TL431 is called an adjustable precision shunt regulator. It can set any reference voltage value in the range of 2.5V~36V by using two external resistors. Its working principle is that when the output voltage U0 fluctuates, the sampled voltage obtained after the resistor voltage division is compared with the 2.5V bandgap reference voltage in TL431, and an error voltage is formed at the cathode, so that the working current of the light-emitting diode changes accordingly, and then the control terminal current Ic is changed by the optical coupler, and the output duty cycle of the switch tube is adjusted to keep the output voltage U0 unchanged, thereby achieving the purpose of voltage stabilization.

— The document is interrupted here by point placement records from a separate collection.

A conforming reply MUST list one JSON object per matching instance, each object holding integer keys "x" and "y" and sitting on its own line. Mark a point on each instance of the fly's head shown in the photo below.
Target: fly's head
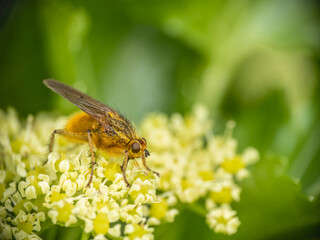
{"x": 138, "y": 147}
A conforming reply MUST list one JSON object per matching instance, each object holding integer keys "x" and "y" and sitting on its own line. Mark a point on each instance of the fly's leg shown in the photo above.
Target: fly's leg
{"x": 145, "y": 165}
{"x": 124, "y": 168}
{"x": 93, "y": 160}
{"x": 65, "y": 133}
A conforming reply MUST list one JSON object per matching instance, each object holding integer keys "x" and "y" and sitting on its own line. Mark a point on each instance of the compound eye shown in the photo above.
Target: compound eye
{"x": 135, "y": 147}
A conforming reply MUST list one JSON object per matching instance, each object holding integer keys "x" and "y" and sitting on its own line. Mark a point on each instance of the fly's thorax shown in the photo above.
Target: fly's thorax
{"x": 136, "y": 147}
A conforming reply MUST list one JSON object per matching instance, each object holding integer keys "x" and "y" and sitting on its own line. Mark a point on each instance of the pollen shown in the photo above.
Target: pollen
{"x": 233, "y": 165}
{"x": 101, "y": 223}
{"x": 111, "y": 170}
{"x": 64, "y": 212}
{"x": 159, "y": 210}
{"x": 224, "y": 196}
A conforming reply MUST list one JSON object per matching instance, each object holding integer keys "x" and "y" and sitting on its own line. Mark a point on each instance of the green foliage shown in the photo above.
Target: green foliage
{"x": 252, "y": 61}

2. Design of charging and discharging circuit

As shown in Figure 2, the charge and discharge process in this design is mainly completed by two P-channel field effect transistors IRF9540N. Q2 controls the charging process of the system, and Q3 mainly controls the discharge pulse.

3. Collection part

There is a 12-bit precision AD conversion module ADC12 in MSP430F149. ADC12 can convert one of 8 external analog signals or one of 4 internal voltages. The ADC core converts the analog signal into 12-bit data and stores it in the conversion storage register. The core uses two reference levels, VR+ and VR-, as the upper and lower limits of the conversion range and the range value and "0" value of the reading. The conversion value is full scale when the input signal is greater than or equal to VR+, and is "0" when it is less than or equal to VR-. The battery terminal voltage is divided by two resistors R2 and R6 to limit the microcontroller sampling voltage value AD1 within the input voltage range. The charging current and the discharging current are converted into corresponding voltage values ​​through resistors and sent to the AI ​​port of the microcontroller. The three AD sampling results are stored in the corresponding ADC12MEMx registers respectively.

4. Drive part

After determining the charging status of the charger according to the three-way AD sampling results, the single-chip microcomputer outputs two PWM waveforms PWM1 and PWM2 with adjustable duty cycle and frequency of 1kHz, which are used to control the conduction degree of the two transistors 2N5551 respectively. The collector current of the transistor will be different, and then provide different voltages to the gate of the field effect tube after resistor voltage division, driving MOSFET, outputting drain current Id of varying sizes, and providing the battery with charging current and discharge pulse amplitude of varying sizes, ultimately achieving the effect of pulse charging.